いつでもこの種の事件はテロのレッテルを貼られて、政治的外国人嫌いの右派政治勢力の政治的台頭に利用されやすい。ヨーロッパの統一も破壊される。フランスもドイツも大統領選挙を前に、テロリストの活動が逆に国民の統合が、政治的分裂の道具として利用される絶好の材料にされることを十分に心配している。ニース市での悲劇も悪い政治家たちやメディアの意楽(いぎょう)に利用されることを危惧している。
英国の欧州離脱派が国民投票でEU離脱の理由にしたのは移民・難民の受け入れで、自分たちの職を失うのを嫌ったからである。テロもこわいわけだが、これによってフランスのサルコジのように、国内の右派勢力に油を注ぎ嘘を教唆して右派勢力を掻き立てることで、ペンの極右派系国民戦線(FN)や、テロリストと同じく国内を分断する動きが予想される。
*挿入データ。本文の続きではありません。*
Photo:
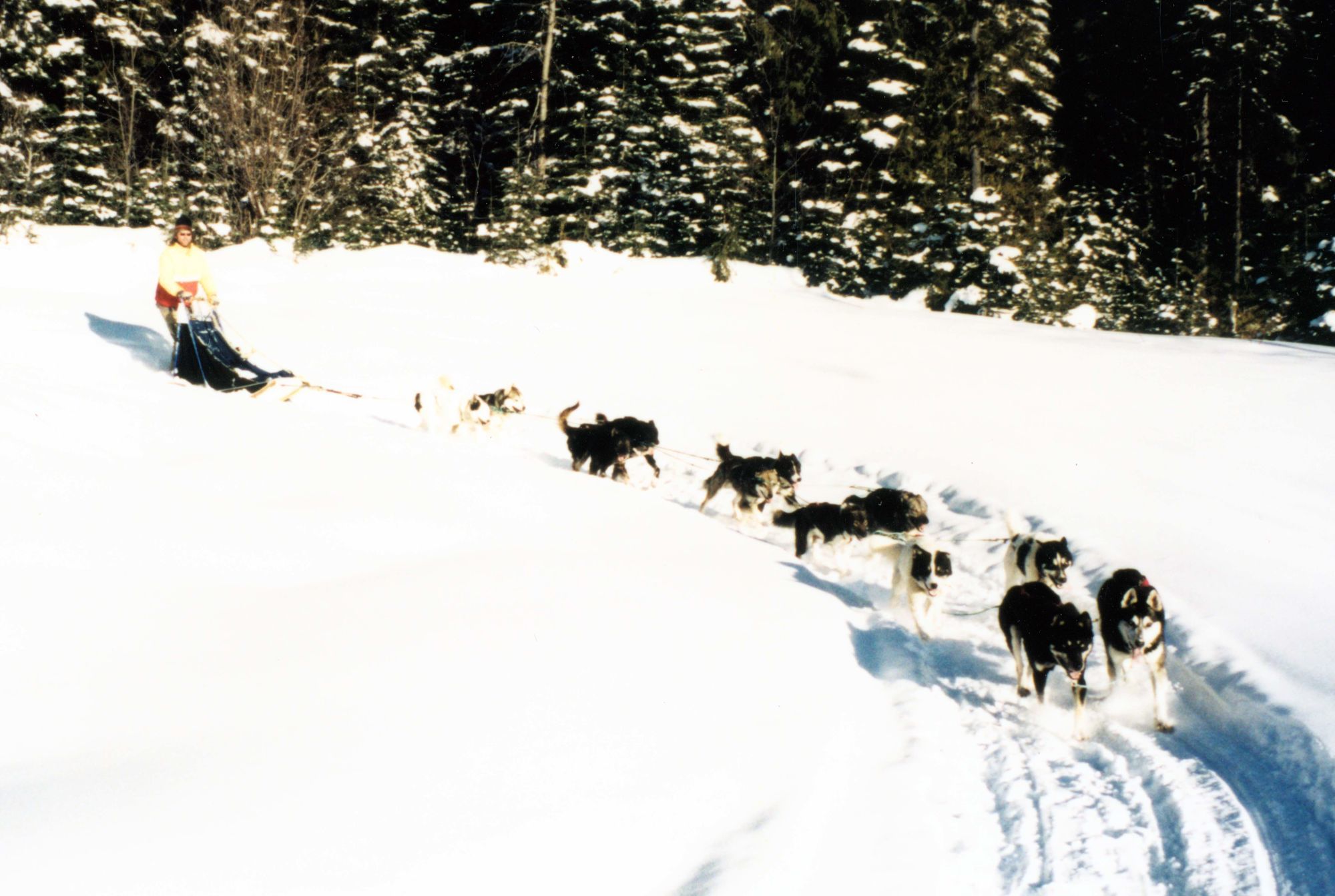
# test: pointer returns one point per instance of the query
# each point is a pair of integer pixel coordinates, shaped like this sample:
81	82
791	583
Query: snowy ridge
412	659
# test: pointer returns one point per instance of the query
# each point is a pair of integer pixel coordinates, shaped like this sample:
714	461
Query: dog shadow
848	596
145	344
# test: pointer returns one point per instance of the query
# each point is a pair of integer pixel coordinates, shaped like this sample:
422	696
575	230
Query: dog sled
206	358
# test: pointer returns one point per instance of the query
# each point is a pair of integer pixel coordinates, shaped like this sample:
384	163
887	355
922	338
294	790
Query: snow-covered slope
302	647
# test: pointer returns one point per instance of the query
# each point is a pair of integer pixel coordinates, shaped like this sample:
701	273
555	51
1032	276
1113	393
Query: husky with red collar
1131	622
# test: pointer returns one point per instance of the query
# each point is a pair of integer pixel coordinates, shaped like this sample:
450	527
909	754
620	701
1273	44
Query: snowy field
265	647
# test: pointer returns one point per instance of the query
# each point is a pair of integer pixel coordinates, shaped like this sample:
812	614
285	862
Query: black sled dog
609	443
1042	634
1131	622
1033	559
892	511
755	480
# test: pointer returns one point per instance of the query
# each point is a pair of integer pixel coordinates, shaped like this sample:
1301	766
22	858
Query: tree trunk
975	112
543	91
1238	221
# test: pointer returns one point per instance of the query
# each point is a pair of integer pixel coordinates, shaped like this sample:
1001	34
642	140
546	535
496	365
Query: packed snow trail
308	648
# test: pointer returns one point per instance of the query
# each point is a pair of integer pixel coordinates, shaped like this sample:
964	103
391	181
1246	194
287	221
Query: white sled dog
443	407
919	574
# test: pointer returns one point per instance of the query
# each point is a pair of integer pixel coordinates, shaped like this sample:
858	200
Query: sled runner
206	358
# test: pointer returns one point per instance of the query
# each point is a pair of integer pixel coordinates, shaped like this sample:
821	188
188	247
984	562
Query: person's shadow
145	344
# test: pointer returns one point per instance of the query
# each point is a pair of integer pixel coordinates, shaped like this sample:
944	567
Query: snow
1003	258
971	295
1083	316
986	195
894	88
880	139
304	647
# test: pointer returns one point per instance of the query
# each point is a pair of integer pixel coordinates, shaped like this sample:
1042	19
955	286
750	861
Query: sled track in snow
1240	801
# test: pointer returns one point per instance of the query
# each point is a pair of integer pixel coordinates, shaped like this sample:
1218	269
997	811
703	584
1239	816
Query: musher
182	272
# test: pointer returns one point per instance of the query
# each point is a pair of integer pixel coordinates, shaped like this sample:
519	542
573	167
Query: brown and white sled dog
504	403
755	480
1131	622
443	407
919	575
1030	558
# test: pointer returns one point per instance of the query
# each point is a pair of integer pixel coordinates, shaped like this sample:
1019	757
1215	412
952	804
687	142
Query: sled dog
835	524
1131	622
1030	558
444	407
1042	634
892	511
919	574
755	480
609	443
503	402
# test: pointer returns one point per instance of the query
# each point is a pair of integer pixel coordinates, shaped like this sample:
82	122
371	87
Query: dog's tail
565	415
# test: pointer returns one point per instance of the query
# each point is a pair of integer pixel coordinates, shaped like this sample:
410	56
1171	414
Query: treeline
1162	164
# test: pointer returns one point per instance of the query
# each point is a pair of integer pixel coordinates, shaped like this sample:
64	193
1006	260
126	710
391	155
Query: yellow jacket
178	266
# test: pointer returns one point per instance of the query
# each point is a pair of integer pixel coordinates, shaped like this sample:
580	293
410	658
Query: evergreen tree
860	204
26	136
127	45
78	187
796	48
389	189
1234	75
718	155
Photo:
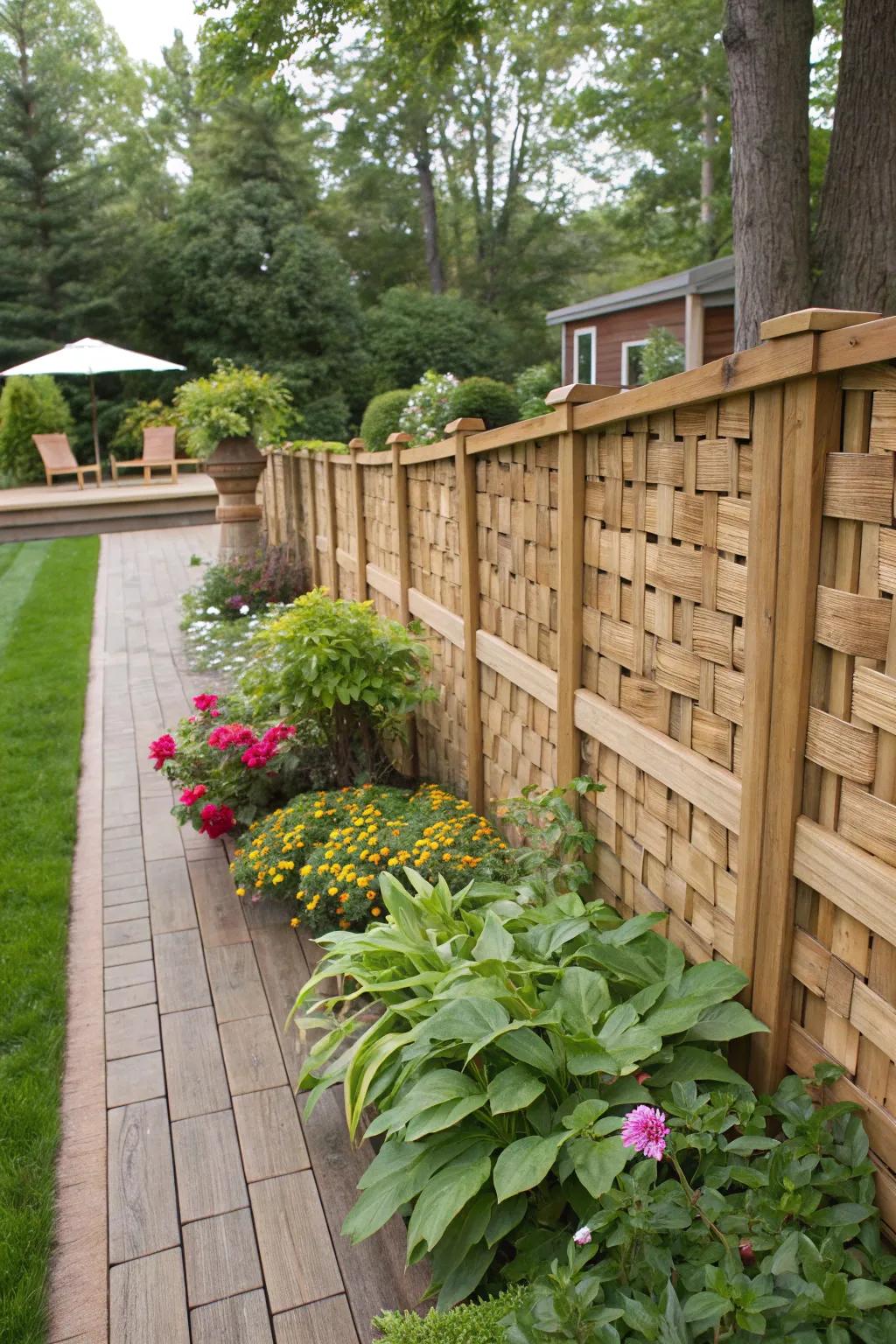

18日21時15分ごろに17歳のアフガニスタンの青年が、今回と同じドイツ南部のバイエルン地方のトルシュリンゲン(Treuchlingen)とヴュルツブルク(Würzburg)とを結ぶ地方列車の中で、乗客を斧とナイフで4人を負傷させた事件では、犯行声明がダエッシュ=イスラム主義国家テロリスト組織(IS)から出されている。青年はヴュルツブルクで列車を降りて逃げたので、ドイツ警察に射殺されている。公衆に危害を加える行為はテロ扱いされている。(文字数 ;985)(投稿パリ時間 12字51分; 日本時間 ;2016/07/23午後12時51分)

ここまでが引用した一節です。